Due to the usage days and cycle schedule, there are currently situations where a meter may have two read dates in one month. For example, October 1 would be a read date for the previous month of September’s usage cycle and billed as of October 1. However, in this particular cycle, 30 days later, October’s usage is read on October 31, thus producing two read dates for two full months. Also note, that October’s bill would be billed October 31. Two separate billings recorded on the graph in one month.
We recommend looking at the itemized listing of charges on the back of the utility statement to review readings and amounts charged.
The graph and usage section of the bill are meant to give customers a picture of the usage patterns over a year’s time. However, the chart is strictly looking at monthly readings. So, if the readings fell on October 1 and October 31, the chart adds those two together as “October.” It also averages usage based on 30 days. So it will take the cumulative month’s readings and divide by 30. Therefore, it is not always an exact picture of the month’s usage, but over a year’s time will give customers average usage.
City of Maryville will continue to review and look for ways to provide the most accurate information to our customers.

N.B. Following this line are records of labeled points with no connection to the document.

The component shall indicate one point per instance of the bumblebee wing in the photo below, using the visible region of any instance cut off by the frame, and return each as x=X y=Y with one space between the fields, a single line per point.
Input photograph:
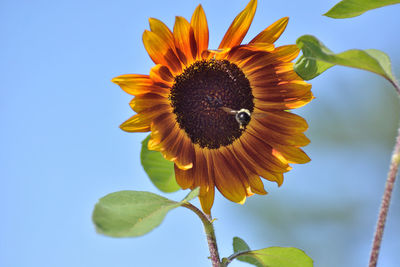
x=259 y=115
x=229 y=110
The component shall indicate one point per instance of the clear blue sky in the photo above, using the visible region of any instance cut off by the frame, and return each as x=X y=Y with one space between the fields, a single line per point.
x=61 y=148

What to do if you think there is a problem
At any time, if customers have questions about their bills or usage, we encourage them to contact us at 865-273-3456. City of Maryville customer service staff are always available to assist customers with questions about their bills.
Our process is to research the account, checking for inconsistencies or out of the ordinary numbers. In the review of the account if anything appears abnormal, we will send out a technician to check the meters. At that point, if required, a technician may be able to recommend areas to troubleshoot for leaks or other issues.
With a system that serves more than 14,000 customers, there can be any number of reasons for variations in utility usage bills. Size of homes, weatherproofing and energy efficiency, individual electricity and water usage habits, temperature of home, irrigation and pool usage, and so on. This is why it is important for customers to call and talk with our staff so that they can determine if there is a problem.
According to the National Weather Service, we experienced the driest September and the third driest month on record since 1871. Much of October included record high temperatures. Water and electric usage may have increased due to these conditions, especially if irrigation or other extra watering was in use.